CONCEPT Cited by 1 source
Direct Preference Optimization (DPO)¶
Definition¶
Direct Preference Optimization (DPO) is a post-training method that trains an LLM on pairs of (preferred response, rejected response) examples by optimising a loss derived from the preference comparison directly — no separate reward model, no PPO-style rollouts. It occupies a similar niche to RLHF (refining tone, helpfulness, safety) but with a dense, differentiable loss shape closer to SFT than to on-policy RL.
First wiki mention: sources/2026-02-13-netflix-scaling-llm-post-training-at-netflix — DPO is one of the four standard recipes in Netflix's Post-Training Framework (alongside SFT, RL, and Knowledge Distillation).

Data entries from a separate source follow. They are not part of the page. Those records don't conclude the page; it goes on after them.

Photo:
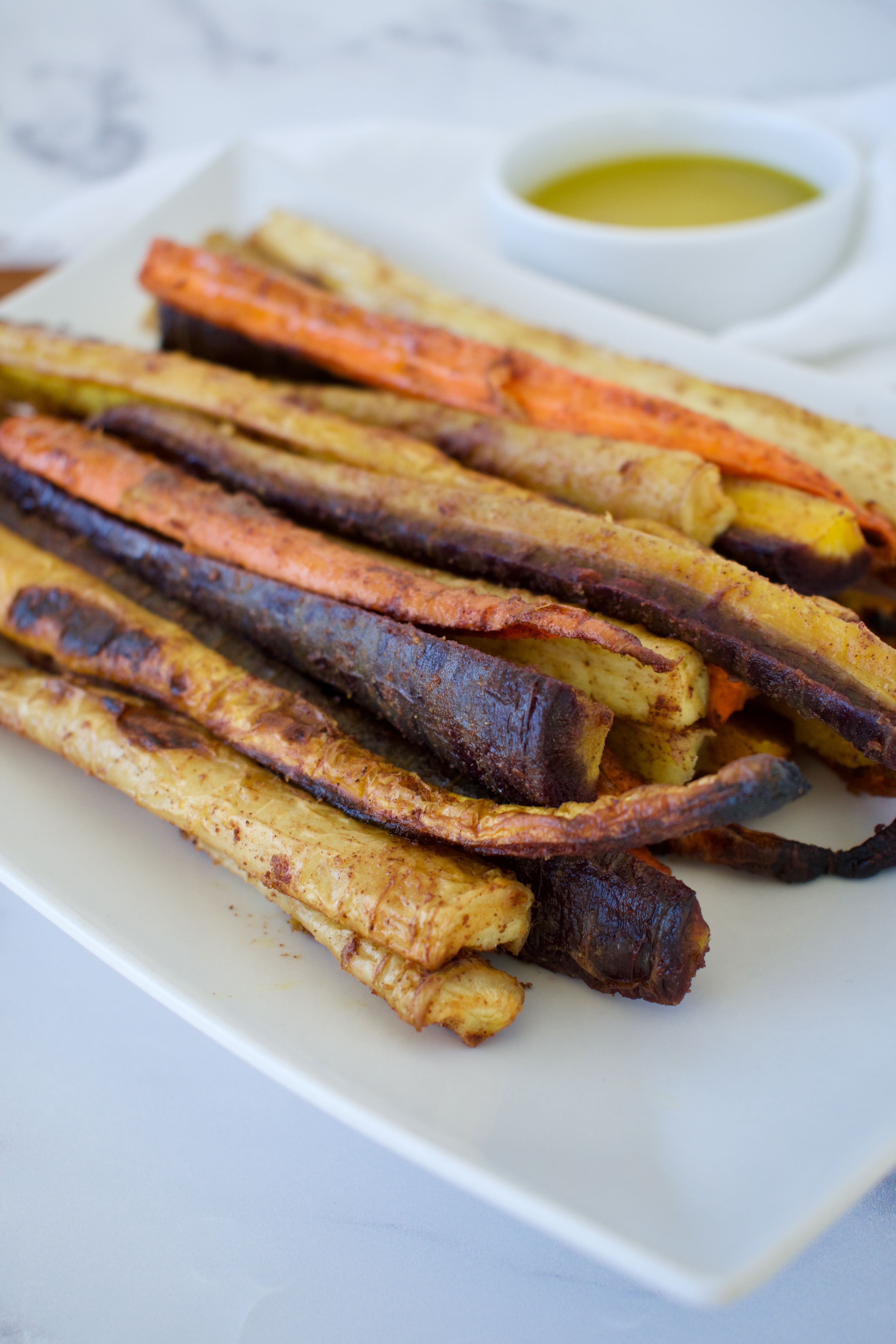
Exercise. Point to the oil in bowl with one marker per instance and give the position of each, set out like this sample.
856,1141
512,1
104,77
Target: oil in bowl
672,191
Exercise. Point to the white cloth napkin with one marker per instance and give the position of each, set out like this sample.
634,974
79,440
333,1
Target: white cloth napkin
847,326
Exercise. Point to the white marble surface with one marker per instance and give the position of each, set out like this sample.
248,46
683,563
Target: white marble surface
151,1186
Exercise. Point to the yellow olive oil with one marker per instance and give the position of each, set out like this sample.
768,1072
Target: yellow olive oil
672,191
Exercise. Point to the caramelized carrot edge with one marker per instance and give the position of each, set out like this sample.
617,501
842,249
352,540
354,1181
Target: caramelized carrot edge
237,527
431,362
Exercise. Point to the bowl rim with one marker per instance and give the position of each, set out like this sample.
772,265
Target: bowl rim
666,236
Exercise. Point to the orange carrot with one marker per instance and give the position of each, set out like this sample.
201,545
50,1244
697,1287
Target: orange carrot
436,363
238,529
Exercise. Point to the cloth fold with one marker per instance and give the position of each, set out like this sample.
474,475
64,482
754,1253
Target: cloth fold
432,173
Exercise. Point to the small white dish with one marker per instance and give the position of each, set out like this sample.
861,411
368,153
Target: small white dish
710,276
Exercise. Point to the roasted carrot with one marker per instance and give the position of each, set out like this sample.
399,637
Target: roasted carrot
727,695
432,362
240,529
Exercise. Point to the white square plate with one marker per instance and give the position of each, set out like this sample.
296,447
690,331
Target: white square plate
695,1147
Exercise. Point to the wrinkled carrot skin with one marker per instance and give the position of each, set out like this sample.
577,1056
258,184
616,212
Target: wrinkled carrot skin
727,695
436,363
238,529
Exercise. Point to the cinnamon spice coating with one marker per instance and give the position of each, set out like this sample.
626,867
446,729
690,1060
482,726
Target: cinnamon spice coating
790,647
616,933
435,363
344,882
61,612
237,527
526,737
788,861
617,922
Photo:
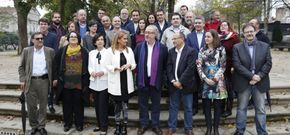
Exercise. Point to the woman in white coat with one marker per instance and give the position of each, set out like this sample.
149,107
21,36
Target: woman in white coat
99,81
120,78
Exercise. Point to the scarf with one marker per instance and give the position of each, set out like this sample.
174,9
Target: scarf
73,51
154,64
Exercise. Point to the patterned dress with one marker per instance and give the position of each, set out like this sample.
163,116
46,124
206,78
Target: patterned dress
211,63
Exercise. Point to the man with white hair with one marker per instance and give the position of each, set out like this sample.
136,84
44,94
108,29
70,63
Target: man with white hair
81,24
151,59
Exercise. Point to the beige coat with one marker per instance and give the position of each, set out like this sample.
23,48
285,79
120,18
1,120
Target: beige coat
25,67
113,61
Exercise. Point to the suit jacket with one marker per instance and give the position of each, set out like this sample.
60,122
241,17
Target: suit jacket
166,25
130,27
26,65
161,69
242,63
186,68
192,41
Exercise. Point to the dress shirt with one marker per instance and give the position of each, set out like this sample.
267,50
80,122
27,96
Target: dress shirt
199,38
39,64
177,61
149,58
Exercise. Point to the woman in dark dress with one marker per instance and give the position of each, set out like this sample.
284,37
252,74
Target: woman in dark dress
72,78
120,64
228,39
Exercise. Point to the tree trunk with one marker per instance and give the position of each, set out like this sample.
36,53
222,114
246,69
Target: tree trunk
61,8
22,32
22,9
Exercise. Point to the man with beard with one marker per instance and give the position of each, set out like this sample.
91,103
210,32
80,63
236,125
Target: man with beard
56,27
189,21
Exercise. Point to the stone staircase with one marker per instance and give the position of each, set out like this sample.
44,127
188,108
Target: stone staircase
280,98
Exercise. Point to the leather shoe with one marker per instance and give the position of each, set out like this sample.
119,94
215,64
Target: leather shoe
33,131
169,132
79,128
189,132
51,109
141,131
157,131
42,131
66,128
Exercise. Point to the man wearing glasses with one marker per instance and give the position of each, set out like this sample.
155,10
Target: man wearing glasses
252,63
35,75
151,59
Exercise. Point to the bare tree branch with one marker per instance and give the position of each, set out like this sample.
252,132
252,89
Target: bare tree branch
286,4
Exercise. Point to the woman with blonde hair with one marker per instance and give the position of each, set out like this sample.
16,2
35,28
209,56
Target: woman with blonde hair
120,78
211,64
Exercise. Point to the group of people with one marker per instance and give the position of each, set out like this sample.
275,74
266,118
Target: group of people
101,60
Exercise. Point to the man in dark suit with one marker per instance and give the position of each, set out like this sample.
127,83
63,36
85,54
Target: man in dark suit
151,59
180,72
161,23
196,40
252,63
35,75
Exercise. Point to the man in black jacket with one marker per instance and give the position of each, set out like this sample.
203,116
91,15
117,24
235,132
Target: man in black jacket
252,63
180,71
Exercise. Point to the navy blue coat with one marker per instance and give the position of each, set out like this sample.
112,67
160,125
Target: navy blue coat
161,71
191,41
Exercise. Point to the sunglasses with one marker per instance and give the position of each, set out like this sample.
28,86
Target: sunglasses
38,38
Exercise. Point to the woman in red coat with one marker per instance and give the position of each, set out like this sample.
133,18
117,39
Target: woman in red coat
228,39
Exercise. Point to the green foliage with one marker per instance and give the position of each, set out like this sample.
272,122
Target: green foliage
7,38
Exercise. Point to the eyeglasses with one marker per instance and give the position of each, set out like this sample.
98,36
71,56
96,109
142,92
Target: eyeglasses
149,32
38,38
247,32
73,36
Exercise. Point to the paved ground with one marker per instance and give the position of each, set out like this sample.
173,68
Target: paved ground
280,76
280,73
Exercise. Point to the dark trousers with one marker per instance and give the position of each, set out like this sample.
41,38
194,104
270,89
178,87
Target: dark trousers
207,112
50,97
143,97
73,107
195,94
101,99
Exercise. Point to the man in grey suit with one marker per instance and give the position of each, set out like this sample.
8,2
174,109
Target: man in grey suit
35,75
252,63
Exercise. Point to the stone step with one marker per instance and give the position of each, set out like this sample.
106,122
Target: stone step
12,126
279,113
277,98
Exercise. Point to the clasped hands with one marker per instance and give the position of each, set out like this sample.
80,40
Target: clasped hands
255,79
177,85
124,67
97,74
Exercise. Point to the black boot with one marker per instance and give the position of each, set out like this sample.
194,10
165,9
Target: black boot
216,131
124,129
117,129
208,131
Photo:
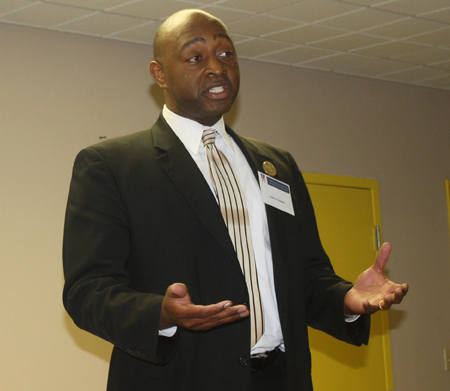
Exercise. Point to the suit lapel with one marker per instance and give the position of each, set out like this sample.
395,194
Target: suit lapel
183,171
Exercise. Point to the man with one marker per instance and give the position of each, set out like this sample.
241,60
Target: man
149,261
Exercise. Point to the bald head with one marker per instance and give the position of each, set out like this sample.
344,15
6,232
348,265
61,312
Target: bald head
176,25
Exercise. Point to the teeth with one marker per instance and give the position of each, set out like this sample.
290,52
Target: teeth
216,90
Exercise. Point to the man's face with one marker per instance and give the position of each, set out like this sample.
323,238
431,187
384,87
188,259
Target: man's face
200,70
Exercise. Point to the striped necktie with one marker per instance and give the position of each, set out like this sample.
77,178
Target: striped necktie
234,211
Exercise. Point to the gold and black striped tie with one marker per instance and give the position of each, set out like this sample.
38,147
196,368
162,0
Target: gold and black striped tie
234,211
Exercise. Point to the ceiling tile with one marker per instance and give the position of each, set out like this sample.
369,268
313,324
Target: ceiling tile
415,74
305,34
314,10
435,38
349,42
439,16
102,24
405,28
365,3
98,5
362,19
439,82
390,49
443,65
413,7
140,34
296,55
256,6
258,25
378,67
426,57
45,15
150,9
12,5
226,15
256,47
341,61
405,40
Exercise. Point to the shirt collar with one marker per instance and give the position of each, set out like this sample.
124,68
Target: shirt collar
190,132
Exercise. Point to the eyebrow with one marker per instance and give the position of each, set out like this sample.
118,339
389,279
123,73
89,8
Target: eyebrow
201,39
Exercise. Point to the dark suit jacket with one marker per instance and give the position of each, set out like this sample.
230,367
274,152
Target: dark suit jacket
140,217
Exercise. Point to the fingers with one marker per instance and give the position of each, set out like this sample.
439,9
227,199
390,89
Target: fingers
382,257
207,317
178,310
394,298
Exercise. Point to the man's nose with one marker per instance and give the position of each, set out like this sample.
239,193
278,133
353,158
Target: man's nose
215,66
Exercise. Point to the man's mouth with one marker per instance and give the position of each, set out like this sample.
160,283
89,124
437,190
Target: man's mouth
217,90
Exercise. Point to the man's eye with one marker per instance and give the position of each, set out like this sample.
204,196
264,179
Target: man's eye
195,59
228,53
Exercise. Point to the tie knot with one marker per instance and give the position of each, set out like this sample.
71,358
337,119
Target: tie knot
209,137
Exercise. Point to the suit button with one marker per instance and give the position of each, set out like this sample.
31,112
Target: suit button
244,361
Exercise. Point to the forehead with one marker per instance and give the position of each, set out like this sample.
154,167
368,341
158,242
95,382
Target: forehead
200,30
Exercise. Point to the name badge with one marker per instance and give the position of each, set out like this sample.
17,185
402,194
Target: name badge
276,193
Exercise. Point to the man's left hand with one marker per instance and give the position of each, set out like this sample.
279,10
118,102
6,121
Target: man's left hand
373,291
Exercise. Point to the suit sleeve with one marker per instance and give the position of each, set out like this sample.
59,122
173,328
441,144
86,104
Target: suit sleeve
324,290
96,249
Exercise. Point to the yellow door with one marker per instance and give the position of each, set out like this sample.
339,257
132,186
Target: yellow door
347,211
447,186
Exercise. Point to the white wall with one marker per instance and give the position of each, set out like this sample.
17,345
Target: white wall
61,92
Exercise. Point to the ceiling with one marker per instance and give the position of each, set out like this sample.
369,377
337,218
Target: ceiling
405,41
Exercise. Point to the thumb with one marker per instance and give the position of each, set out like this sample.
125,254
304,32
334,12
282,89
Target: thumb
382,257
177,291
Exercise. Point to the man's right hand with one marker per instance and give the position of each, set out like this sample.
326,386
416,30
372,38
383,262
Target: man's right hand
178,310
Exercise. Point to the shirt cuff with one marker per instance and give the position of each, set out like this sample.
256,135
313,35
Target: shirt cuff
170,332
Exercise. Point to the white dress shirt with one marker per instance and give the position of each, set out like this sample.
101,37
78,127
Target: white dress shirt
190,133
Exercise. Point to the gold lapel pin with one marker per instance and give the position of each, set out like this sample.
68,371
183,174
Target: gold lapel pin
269,168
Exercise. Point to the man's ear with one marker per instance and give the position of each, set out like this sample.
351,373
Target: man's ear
157,72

Why DPO fits the SFT execution model¶
Because DPO's loss is:
- Dense (per-token contribution from both preferred and rejected trajectories),
- Immediate (computed within a single step from pre-collected preference pairs),
- Differentiable (end-to-end through the model, no reward-model indirection),
it runs under the same SPMD execution model that SFT uses. Netflix's framework exposes it as one of four recipes without needing the single-controller orchestration that on-policy RL required.
Relationship to other post-training methods¶
- SFT — dense signal on correct outputs; teaches task-shape.
- DPO — dense signal on preference pairs; refines style/tone/safety without rollouts.
- On-policy RL (GRPO, PPO) — sparse+delayed scalar reward per rollout; forces single-controller orchestration.
A common sequence: base → CPT → SFT → DPO or on-policy RL.